A lot of eurosceptic arguments flow from a basic narrative which goes something like this:

“75% of our laws are imposed on us by an unelected giant bureaucracy in Brussels, stifling our businesses in red tape and costing us billions of pounds a day. We thought we were joining a free trade area, but it has transformed into a political union without anybody ever having a say.”

Not a single element of that narrative is true, but it’s repeated ad nauseam in the eurosceptic parts of our media and by so many Conservative and UKIP politicians that it’s almost taken as read.

It was Hitler’s propaganda minister Joseph Goebbels who said that, if you tell a big enough lie often enough, the people will believe it. Is he about to be proved right — or can facts defeat myths? Can debate overcome prejudice? The Clegg-Farage debates didn’t augur well!

For the record and for the umpteenth time, here is that narrative deconstructed, point by point.

  • “75% of our laws”: The House of Commons library, which is independent of political influence, published a detailed analysis of this claim in which they concluded that the real figure was just 6.8% of laws and 14.1% of statutory instruments.

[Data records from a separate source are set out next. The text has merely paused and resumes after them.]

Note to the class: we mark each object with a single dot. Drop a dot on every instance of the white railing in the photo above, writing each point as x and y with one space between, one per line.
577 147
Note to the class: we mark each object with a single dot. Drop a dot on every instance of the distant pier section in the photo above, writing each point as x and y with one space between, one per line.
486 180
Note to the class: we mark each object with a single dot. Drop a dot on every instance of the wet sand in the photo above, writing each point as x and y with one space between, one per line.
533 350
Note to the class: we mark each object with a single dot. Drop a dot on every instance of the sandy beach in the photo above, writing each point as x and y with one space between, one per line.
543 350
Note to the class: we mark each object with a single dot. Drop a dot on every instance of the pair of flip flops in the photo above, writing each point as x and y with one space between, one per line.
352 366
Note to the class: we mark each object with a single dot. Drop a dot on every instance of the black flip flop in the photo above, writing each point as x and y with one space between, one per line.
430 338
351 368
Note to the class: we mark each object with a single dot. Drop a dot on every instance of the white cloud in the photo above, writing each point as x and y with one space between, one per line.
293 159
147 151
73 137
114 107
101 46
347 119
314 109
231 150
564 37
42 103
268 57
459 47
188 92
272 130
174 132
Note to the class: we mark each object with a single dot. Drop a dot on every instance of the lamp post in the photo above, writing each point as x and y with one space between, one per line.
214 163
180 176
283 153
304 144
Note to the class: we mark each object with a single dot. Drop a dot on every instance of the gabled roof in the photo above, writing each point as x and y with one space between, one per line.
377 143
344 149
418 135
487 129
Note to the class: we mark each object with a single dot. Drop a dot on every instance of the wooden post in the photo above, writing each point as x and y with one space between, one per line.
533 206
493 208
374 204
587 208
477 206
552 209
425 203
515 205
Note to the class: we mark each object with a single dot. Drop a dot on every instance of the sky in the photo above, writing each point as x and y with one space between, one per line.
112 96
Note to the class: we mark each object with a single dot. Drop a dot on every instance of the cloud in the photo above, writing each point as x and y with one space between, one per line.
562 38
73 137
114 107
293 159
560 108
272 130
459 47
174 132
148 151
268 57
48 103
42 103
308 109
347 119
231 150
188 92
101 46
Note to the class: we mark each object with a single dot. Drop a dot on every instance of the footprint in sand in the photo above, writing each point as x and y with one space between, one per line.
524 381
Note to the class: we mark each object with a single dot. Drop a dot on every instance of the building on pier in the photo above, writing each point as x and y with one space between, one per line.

And these figures include everything that even mentions the EU, “from passing reference to explicit implementation”.
  • “imposed on us”: The European Commission only proposes. It’s our own elected governments and directly elected MEPs who decide on European laws.
  • “unelected”: The EU’s Council of Ministers consists of national governments, the European Parliament consists of directly-elected MEPs, and the European Commission consists of nominees proposed by national governments and approved by the European Parliament. Parliament elects the Commission’s president.
  • “giant bureaucracy”: The European Commission has fewer employees than Leeds City Council.
  • “red tape”: Europe-wide rules are mostly common rules for the common market. They exist to simplify, replacing 28 divergent sets of national rules with one common one, thereby cutting red tape for industry and for consumers.
  • “costing us billions of pounds a day”: British industry (CBI) reckons that our membership of the EU benefits every family in the country to the tune of £3000 per year [the link is to a Financial Times report for which free registration is required]. Eurosceptics quote only what we pay into the EU’s own budget, most of which we get back anyway, and keep quiet about the far greater economic benefits, not to mention the intangible ones.
  • “we thought we were joining a free trade area”: No. We actually left the European Free Trade Association to join, specifically because we wanted more than just trade — as was made clear at the time by both Labour and Conservative governments, and by the media.
  • “never had a say”: this implies, perversely, that the only way to have a say in politics is through a referendum — in which case nobody has ever had a say on anything much! In fact, Europe has been a hotly-debated issue in many general elections, and on top of that there are specific European elections every five years. Parties seeking UK exit from the EU have never gained more than 20% of the seats.